Even though popular culture is talking more openly about mental health issues, the panelists said stigmas still exist.
"We have to break those stigmas so people don't suffer alone," Stetzer said.
LifeWay is working on an extensive research project, Stetzer said, on how the church is responding to mental health issues. He said LifeWay expects to have those findings in the fall.
To break mental health stigmas, Hambrick said, churches must address the importance of identifying the causes of mental illness. This will allow them to be better equipped to minister to the suffering. The panelists agreed there are no easy answers and the church has to be discerning in its approach. Hambrick added, "There is nothing that breaks a stigma like a friend, knowing someone when they hurt."

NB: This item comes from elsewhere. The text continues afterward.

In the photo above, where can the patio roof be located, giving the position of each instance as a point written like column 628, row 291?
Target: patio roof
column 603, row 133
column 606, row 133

"Often times where the conversation breaks down on mental illness is when we look for one cause or one answer that can cover the breadth of everything encapsulated under a term like mental illness," Hambrick said.
While it is difficult to define, the panel agreed, the term mental illness is used generally when an individual's struggles impair his ability to function normally and professional help is required.
Page stressed the church needs much compassion and care, in addition to transparency and honesty, in its approach to ministering to those who suffer with mental health issues.
"Don't be a church that just constantly refers everybody too quickly," Page said. "Even when you do refer someone do not let go of that person. Stay with them."
Hope may come in many different ways and forms, Page said. "But our God does not leave us abandoned."
Laura Sikes writes for the North American Mission Board.